Tuesday, September 30, 2014

Reviews: The Midnight Plan of the Repo Man, Who Is Martha?

Two for One Reviews

Thanks to Shelf Awareness for my review copies of both books.


The Midnight Plan of the Repo Man

W. Bruce Cameron garnered a following with his lively novels A Dog’s Purpose and A Dog’s Journey, and his latest novel, The Midnight Plan of the Repo Man, will appeal to those readers. Ruddy McCann, former Heisman Trophy winning football player, has settled back into his hometown as co-owner of The Black Bear bar and supplementing his income as a Repo man. McCann’s colorful boss Milt tells Ruddy he has the requisite “nerves of stupidity” to legally steal cars back from their owners in default of payment.

McCann faces several challenges: he is hearing a voice in his head of Alan Lottner, a man claiming to have been murdered in a nearby town, an inept nephew of Milt’s who Ruddy is expected to train, a mystery behind checks a series of checks being sent to his foolhardy friend Jimmy, and numerous attempts to reclaim a car from the wily Albert Einstein Croft. While unearthing the truth behind Alan Lottner’s disappearance, Ruddy falls for the late man’s daughter Katie. 

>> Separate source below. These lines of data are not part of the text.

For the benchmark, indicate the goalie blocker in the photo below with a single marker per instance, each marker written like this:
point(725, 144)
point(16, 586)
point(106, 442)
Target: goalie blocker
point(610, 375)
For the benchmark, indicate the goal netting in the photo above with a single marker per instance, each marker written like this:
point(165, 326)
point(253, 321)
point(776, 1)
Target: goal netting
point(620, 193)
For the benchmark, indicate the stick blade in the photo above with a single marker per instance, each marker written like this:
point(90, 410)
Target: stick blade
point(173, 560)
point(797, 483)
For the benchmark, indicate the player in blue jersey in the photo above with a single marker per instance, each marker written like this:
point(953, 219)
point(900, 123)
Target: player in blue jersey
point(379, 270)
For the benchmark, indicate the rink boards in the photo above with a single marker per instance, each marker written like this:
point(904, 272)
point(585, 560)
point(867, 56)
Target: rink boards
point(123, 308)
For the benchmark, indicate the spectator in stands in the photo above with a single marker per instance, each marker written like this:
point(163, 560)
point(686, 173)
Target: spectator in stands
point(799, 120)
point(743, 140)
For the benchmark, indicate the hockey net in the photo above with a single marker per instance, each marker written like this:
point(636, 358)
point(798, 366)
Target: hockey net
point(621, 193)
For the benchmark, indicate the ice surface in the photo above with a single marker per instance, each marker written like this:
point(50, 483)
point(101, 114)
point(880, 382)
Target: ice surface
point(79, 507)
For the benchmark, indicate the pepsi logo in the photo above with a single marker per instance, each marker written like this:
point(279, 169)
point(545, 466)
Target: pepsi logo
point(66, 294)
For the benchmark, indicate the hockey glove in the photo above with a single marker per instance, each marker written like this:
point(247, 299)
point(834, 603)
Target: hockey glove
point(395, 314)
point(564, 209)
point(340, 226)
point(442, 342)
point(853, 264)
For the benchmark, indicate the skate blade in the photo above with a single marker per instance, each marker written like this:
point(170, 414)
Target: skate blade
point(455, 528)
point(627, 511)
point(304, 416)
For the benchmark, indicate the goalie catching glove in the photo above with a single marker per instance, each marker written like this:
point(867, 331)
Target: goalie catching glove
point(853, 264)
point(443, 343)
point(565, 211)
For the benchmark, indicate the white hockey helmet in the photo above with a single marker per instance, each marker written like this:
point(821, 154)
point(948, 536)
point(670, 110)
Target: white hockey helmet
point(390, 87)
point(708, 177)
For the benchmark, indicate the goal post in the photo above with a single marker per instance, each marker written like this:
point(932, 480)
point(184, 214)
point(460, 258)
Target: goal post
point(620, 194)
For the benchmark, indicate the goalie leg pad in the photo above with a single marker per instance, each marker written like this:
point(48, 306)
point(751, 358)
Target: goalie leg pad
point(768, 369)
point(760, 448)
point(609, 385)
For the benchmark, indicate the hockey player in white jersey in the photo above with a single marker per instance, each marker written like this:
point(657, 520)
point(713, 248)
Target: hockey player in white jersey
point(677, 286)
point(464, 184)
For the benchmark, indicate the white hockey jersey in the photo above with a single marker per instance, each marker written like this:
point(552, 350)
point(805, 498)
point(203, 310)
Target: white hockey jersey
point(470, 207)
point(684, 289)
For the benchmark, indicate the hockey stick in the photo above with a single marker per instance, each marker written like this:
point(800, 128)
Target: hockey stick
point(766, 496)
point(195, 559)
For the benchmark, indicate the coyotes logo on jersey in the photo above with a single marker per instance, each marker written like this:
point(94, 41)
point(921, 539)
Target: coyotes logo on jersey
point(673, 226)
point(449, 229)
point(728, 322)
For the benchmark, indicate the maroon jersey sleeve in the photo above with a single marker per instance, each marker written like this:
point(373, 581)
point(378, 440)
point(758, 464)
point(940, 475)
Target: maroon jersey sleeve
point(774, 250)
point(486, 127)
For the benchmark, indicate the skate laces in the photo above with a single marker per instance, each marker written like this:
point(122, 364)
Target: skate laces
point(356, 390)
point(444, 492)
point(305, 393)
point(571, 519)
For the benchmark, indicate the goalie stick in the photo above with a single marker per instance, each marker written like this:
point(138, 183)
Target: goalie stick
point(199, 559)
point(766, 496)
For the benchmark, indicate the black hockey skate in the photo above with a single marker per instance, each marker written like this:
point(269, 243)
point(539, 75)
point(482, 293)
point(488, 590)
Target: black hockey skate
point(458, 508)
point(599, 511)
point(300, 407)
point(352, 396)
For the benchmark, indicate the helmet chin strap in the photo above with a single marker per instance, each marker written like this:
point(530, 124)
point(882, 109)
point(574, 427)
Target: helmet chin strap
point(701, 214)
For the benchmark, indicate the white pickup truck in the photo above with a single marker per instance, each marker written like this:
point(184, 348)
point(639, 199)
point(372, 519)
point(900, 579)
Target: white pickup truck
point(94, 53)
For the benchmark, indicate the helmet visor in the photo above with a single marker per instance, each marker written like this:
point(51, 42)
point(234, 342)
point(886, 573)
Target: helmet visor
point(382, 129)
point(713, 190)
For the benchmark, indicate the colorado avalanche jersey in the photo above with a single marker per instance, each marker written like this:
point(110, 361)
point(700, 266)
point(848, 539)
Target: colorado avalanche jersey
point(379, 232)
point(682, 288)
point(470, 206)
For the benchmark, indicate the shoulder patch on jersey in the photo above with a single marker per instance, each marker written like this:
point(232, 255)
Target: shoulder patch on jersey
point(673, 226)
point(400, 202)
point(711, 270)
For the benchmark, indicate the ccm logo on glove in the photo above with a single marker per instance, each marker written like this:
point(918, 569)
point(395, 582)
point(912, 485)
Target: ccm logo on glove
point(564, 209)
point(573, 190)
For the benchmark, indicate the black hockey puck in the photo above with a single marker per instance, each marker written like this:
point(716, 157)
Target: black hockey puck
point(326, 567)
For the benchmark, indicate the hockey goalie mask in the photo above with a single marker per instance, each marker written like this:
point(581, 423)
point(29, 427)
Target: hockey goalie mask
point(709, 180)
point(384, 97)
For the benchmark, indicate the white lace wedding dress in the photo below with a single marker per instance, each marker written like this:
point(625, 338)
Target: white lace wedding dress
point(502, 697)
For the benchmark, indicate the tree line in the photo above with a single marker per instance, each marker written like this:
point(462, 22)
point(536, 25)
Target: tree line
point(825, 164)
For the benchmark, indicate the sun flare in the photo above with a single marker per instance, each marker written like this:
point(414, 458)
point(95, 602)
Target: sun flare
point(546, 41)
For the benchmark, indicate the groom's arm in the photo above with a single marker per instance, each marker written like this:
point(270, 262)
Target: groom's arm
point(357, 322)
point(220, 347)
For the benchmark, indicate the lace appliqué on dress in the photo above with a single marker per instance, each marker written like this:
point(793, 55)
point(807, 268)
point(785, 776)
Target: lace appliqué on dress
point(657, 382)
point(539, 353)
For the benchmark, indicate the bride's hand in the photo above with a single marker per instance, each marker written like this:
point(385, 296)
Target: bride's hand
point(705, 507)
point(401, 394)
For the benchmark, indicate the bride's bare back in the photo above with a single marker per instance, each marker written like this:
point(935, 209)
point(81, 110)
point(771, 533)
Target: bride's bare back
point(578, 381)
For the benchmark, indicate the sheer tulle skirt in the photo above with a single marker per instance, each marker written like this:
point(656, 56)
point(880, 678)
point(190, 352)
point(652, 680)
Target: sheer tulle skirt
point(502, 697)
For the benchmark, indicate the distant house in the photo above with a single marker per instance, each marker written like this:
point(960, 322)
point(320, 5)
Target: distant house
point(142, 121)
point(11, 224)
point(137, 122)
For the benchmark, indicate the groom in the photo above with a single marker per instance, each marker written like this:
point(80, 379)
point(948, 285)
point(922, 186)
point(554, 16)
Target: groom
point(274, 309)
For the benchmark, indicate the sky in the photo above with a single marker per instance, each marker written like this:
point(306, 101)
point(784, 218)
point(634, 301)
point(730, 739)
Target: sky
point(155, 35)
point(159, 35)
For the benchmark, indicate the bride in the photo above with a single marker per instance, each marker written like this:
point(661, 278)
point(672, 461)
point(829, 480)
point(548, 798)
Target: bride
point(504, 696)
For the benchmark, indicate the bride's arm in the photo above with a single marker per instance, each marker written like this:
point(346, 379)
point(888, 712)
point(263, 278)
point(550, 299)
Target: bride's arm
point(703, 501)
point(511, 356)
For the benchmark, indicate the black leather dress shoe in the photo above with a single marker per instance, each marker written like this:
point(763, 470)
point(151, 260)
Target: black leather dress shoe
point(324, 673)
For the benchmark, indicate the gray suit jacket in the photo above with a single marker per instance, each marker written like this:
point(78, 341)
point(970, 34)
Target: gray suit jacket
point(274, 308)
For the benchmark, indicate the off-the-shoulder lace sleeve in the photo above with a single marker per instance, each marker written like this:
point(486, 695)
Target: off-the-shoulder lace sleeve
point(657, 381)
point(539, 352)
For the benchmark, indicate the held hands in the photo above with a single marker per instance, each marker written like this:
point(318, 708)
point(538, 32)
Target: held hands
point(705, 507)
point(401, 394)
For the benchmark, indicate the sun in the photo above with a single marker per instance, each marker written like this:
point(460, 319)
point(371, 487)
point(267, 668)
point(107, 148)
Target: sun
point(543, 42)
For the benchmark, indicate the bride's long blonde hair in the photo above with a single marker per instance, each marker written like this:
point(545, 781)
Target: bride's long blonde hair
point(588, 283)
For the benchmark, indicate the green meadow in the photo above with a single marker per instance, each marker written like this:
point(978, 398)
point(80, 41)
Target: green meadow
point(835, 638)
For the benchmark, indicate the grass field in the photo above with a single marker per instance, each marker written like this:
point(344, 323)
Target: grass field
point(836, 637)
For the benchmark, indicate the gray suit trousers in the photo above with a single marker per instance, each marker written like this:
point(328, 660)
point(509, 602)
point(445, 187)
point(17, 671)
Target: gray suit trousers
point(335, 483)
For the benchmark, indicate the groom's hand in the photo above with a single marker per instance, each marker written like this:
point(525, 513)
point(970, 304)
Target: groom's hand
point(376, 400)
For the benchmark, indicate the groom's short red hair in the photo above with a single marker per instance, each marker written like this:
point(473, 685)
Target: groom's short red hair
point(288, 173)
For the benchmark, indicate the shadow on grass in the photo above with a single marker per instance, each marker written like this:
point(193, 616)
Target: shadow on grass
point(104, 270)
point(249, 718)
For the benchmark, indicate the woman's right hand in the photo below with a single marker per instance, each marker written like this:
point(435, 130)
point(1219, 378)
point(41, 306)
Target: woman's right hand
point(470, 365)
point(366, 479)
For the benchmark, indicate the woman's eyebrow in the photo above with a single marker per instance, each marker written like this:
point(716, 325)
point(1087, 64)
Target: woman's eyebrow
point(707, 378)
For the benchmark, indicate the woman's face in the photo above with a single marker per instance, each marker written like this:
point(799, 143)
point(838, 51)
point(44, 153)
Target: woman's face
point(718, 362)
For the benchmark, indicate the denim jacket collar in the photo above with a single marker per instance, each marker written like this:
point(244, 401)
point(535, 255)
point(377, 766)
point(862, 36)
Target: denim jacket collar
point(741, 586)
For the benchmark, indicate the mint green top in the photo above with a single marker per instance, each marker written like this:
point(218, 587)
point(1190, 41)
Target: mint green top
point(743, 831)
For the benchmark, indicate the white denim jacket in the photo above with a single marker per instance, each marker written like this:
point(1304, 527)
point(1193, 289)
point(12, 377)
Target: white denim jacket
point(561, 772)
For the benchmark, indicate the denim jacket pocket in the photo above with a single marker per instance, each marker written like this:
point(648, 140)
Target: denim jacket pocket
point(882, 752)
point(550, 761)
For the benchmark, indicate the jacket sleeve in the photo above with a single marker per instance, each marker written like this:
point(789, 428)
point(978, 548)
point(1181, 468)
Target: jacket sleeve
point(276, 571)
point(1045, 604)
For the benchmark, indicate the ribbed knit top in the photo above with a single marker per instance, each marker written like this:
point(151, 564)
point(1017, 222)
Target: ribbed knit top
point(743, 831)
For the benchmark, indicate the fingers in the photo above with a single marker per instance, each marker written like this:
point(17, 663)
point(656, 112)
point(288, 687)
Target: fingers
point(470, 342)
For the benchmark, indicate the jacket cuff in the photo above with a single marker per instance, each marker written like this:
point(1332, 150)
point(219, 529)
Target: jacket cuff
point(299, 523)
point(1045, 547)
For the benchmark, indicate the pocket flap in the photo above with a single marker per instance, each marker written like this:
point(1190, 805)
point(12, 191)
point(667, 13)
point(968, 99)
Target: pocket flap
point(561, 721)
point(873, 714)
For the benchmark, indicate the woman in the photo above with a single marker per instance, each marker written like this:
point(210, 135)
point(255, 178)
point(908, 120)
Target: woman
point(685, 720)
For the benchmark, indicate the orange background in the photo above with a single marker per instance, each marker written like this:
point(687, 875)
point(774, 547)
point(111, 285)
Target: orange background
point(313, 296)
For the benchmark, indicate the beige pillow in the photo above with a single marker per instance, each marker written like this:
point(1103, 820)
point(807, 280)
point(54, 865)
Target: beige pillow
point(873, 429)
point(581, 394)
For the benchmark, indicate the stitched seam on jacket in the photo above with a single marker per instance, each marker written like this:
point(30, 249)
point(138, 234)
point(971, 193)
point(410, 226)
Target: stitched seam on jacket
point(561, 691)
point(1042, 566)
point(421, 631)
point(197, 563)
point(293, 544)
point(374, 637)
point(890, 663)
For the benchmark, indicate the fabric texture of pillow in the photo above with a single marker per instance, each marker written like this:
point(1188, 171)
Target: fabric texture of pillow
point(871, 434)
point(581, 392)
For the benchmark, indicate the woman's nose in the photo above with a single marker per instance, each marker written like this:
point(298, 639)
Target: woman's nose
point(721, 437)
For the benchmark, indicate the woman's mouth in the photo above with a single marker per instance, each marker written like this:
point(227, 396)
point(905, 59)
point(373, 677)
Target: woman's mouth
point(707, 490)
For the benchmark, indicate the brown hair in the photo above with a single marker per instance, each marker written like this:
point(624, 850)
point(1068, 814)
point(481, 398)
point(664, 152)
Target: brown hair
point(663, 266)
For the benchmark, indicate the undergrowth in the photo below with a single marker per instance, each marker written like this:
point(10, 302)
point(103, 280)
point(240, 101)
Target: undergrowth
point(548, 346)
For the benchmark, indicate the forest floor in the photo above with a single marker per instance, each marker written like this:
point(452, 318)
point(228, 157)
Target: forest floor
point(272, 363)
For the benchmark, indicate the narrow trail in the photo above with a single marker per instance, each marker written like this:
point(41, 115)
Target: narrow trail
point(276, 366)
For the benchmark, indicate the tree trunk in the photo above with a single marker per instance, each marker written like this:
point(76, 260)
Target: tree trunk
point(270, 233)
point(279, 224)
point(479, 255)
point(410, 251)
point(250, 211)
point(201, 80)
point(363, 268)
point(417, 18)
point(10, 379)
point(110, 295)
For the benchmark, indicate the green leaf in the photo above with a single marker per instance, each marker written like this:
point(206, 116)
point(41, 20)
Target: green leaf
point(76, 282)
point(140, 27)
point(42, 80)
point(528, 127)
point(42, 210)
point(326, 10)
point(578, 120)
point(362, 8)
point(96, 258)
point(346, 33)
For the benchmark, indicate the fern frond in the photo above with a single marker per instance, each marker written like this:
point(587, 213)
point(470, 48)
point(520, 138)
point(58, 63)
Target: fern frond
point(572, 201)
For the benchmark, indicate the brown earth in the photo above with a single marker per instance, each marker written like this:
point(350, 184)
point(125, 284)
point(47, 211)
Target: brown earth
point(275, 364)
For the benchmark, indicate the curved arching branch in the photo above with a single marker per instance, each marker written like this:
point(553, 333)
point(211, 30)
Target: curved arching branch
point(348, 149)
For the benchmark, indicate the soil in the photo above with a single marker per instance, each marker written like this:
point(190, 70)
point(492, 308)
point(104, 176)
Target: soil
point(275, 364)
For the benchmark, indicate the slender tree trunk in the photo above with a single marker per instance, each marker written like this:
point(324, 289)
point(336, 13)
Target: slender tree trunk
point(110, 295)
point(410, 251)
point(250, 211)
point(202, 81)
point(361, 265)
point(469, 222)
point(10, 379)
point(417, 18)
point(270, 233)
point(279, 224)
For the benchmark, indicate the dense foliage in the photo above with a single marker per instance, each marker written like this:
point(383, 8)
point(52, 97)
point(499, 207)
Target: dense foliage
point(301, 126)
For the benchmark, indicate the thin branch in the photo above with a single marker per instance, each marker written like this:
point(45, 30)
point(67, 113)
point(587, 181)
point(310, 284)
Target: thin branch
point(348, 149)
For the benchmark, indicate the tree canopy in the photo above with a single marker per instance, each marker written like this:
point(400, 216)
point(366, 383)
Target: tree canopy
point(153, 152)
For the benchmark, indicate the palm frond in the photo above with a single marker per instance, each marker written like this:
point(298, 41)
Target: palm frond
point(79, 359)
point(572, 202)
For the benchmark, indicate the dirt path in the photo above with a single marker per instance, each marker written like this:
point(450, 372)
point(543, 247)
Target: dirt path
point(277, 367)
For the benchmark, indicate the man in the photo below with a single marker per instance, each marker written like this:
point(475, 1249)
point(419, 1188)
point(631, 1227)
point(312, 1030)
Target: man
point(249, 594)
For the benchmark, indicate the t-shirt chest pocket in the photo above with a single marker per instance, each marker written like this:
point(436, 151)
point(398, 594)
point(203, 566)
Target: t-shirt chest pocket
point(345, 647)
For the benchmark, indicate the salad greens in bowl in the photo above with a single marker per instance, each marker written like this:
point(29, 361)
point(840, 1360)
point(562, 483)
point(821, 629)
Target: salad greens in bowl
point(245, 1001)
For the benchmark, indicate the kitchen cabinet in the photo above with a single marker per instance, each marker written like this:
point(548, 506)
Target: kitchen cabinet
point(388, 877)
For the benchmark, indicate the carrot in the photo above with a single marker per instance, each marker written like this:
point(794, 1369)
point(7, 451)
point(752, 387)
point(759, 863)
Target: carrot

The Midnight Plan of the Repo Man, Tom Doherty Associates, LLC. New York
Available in October, 2014. $24.99




Who is Martha?

96 year old Luka Levadski learns he has terminal cancer, and he is surprised “the intimation of his imminent demise hadn't allowed him to die on the spot, but had instead stirred up a lot of dust was an enigma.” Levadski decides to leave his long term apartment in Ukraine and venture back to Vienna where he lived as a child. Since he is dying, he goes on a shopping spree and stays in a first class hotel, where he befriends his butler Habib and an eighty something gentleman named Mr. Witzturn. Having lived in the same place for nearly his lifetime, working as a professor of ornithology, the reclusive Levadski catches up on social changes in the twenty- first century. In the interim, visual, musical and other sensory cues play tricks on his aging mind, flooding him with skewed memories from his ladder of years.

It is surprising how an author as young as Gaponenko, born in 1981, captures the authentic voice of a man nearly a hundred years old.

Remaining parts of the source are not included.